With the video conferencing market returning to health after the GFC - possibly because of it - the focus has shifted from huge in-room telepresence systems to smaller, more affordable systems, as well as the growing area of video in the cloud.
Tom Morgan, chief executive of video conferencing solution reseller eVideo Communications, said new entrants such as Huawei are also shaking up the market. “Huawei’s TE 50 has voice dialling and wi-fi, and comes in at a price significantly under the established players,” said Morgan. The new Huawei system is launched in the second quarter.
“Huawei is going to be a significant challenger in the video conferencing space,” Morgan noted.
“[...] They are very innovative, and they have long term plans; they also work to have long term relationships with companies like ours.”
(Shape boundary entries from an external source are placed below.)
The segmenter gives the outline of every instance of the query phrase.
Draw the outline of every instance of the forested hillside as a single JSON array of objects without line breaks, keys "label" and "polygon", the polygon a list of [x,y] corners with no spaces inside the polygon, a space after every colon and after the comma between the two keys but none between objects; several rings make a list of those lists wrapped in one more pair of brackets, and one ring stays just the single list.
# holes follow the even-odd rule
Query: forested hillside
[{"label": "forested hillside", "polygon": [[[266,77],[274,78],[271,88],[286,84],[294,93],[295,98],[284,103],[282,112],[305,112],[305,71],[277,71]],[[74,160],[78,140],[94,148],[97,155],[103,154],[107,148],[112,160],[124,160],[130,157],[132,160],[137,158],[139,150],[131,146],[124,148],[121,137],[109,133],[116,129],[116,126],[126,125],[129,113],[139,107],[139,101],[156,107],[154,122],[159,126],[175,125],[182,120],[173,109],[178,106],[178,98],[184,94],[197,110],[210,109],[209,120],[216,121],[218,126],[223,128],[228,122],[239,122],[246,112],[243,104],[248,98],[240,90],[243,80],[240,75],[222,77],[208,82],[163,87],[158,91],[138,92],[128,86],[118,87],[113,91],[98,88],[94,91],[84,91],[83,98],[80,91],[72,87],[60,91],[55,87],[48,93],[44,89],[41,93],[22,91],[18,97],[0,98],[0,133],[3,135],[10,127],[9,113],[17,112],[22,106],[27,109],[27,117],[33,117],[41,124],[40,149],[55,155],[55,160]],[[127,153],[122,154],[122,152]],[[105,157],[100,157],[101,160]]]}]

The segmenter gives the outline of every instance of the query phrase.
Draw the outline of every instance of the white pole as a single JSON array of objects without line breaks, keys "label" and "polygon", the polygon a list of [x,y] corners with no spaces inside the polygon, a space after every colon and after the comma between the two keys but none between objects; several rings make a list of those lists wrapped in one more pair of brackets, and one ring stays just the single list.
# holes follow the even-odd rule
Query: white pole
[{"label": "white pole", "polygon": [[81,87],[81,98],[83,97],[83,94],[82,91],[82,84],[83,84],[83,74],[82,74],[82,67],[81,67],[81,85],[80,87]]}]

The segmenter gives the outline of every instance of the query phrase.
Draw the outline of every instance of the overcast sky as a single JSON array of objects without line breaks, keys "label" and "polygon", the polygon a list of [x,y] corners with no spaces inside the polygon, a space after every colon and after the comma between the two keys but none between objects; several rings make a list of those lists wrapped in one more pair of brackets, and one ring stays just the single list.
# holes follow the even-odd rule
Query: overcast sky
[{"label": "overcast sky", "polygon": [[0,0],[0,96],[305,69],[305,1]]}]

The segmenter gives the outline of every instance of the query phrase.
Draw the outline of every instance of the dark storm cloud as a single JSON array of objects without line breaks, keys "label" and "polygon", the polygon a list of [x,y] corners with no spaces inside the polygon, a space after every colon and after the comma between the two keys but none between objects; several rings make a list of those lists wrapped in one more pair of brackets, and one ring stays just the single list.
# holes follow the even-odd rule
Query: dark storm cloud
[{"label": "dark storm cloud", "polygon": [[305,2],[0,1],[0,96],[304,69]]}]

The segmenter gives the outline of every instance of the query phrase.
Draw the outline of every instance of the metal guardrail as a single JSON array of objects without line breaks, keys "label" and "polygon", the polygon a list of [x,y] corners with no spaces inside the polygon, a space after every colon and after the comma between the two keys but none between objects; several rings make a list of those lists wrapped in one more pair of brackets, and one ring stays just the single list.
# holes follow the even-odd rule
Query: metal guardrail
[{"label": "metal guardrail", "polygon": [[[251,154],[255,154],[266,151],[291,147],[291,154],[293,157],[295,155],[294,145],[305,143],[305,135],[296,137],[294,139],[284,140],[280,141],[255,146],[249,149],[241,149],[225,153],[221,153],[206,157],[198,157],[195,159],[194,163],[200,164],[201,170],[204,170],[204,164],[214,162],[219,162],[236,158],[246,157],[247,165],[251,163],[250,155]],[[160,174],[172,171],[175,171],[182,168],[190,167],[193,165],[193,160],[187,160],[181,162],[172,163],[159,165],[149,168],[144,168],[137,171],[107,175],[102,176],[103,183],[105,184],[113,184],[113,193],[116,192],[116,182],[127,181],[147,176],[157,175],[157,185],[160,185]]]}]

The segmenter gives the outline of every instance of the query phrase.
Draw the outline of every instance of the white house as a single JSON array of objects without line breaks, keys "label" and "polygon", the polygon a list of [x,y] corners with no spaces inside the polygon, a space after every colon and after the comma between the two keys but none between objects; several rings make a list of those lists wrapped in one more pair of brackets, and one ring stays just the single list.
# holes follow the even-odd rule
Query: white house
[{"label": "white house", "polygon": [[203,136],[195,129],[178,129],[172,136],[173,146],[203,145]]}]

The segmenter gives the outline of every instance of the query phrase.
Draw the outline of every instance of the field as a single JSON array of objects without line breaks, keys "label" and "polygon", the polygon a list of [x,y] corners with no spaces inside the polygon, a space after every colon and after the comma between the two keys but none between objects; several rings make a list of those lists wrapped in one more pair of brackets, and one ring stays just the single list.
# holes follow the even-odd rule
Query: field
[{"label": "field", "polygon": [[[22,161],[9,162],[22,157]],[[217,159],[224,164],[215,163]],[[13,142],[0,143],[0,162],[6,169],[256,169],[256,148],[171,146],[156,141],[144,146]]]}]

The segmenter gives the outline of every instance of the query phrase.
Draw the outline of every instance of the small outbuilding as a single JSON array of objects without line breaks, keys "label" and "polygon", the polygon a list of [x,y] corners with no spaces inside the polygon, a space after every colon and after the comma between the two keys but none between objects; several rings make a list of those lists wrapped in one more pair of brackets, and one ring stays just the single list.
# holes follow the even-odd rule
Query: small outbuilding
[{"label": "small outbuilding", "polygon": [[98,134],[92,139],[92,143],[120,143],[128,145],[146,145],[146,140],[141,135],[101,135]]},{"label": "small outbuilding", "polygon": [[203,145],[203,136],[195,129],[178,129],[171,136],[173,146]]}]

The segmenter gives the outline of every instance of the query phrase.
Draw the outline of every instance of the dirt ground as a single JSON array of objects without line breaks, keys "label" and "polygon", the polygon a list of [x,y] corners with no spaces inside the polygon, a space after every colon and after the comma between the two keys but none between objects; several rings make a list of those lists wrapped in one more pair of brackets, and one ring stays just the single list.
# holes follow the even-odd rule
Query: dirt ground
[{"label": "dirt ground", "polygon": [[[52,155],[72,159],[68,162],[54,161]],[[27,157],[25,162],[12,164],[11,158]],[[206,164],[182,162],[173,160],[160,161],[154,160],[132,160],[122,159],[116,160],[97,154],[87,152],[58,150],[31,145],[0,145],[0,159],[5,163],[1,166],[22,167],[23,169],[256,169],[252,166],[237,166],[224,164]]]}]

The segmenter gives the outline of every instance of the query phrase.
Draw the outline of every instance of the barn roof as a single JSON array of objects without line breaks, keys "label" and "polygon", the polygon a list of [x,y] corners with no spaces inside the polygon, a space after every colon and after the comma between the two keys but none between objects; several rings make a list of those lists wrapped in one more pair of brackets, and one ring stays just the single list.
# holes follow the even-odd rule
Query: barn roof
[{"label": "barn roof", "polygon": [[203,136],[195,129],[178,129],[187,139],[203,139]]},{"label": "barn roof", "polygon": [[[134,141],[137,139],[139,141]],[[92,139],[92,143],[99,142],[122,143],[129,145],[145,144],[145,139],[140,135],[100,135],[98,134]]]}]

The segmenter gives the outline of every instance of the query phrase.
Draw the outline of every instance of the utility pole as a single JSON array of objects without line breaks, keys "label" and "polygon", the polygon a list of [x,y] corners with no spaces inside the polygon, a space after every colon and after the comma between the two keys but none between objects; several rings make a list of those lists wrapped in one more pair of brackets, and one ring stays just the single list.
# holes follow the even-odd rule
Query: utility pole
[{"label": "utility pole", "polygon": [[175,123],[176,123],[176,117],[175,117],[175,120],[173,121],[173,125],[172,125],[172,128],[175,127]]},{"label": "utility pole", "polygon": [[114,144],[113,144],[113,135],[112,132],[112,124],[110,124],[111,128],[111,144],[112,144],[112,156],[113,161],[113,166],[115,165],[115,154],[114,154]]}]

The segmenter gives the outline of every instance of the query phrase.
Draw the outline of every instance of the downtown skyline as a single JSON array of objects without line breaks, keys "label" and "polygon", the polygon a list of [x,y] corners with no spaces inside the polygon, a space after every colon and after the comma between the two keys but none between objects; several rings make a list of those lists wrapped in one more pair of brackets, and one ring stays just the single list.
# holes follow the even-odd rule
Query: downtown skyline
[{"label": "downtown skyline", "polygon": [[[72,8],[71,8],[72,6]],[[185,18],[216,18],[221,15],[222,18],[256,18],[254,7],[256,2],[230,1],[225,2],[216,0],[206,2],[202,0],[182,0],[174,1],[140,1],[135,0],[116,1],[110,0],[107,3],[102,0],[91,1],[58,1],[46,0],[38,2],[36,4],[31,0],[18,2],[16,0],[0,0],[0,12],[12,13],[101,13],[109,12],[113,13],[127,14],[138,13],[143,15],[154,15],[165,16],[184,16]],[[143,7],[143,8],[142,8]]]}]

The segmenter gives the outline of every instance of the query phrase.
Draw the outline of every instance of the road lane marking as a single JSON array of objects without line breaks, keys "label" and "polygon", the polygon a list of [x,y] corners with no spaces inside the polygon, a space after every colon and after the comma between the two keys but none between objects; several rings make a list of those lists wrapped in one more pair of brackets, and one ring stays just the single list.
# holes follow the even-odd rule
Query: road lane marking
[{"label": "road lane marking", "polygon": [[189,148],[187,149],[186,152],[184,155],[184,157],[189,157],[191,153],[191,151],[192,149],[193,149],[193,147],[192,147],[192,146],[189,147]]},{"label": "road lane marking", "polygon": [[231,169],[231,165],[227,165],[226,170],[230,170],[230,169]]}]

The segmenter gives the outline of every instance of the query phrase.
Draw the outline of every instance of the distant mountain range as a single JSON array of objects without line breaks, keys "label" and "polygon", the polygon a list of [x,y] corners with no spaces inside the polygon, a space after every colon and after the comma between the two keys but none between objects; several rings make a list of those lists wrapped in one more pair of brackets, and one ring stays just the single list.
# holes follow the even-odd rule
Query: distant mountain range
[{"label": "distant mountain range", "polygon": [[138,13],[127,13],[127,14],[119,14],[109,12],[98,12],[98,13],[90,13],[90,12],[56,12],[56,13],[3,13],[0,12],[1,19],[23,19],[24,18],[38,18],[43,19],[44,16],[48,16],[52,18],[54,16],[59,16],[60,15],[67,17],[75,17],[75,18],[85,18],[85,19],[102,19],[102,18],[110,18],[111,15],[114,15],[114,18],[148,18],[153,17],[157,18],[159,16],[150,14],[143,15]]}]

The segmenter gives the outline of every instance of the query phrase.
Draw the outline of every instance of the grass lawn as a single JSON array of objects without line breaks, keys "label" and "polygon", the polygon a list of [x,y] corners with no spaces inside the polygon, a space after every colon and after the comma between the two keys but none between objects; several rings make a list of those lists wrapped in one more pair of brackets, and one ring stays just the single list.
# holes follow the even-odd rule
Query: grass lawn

Key to the growth in video conferencing is the trend towards mobility, with people increasingly wanting to have ad-hoc meetings without the need to travel. “When there’s an accident in Sydney, the road system shuts down,” said Morgan. “People don’t want to have to deal with that.
Interestingly, he noted, these days and into the future the key driver for video conferencing is less likely to be reducing the cost of travel. “It’s about being able to meet on the fly.”
eVideo works with all the major video conferencing companies, including Cisco, Polycom, Avaya and another up-and-coming organisation called Vidyo, which is making significant in-roads into the telehealth area. However, Huawei is a priority.
“All of the verticals have potential for video,” said Morgan. And with the economic recovery in many markets, along with the aging equipment in existing sites, Morgan said the video market is ripe for renewal.
“We are seeing demand in all areas, including health, banking, finance and mining,” he said. “Government and not-for-profit are also very strong.”
Skype doesn’t cut it
Despite the popularity of Skype in the consumer space, Morgan said SMB and enterprise have realised the recently Microsoft-bought solution doesn’t cut it from a performance and reliability point of view. There are also issues with security, he said.
“With the NBN roll-out there will be even more people looking to video conferencing, and the price point has declined dramatically,” said Morgan. “The price for a system is now down to around $5000, and that’s affordable for many small and medium sized businesses.”
Keeping the market growing, however, requires constant work, commented Morgan. “There’s still a perception out there [questioning] whether video conferencing will actually work,” he said. “There’s a need not so much to sell these solutions, but to provide the support and education to the market.”
Video in the cloud
Morgan said the concept of phone conference dial-ins was beginning to guide the inevitable journey of video conferencing to the cloud.
“We are going to launch a video service in the cloud in the third quarter,” he said. “People can dial-in from whatever device they are using and have a hosted video conference.”
With the explosion in mobile devices, video conferencing from smartphones and tablets is where the action is going to be, added Morgan. “It’s going to be video wherever you are, with whatever device.”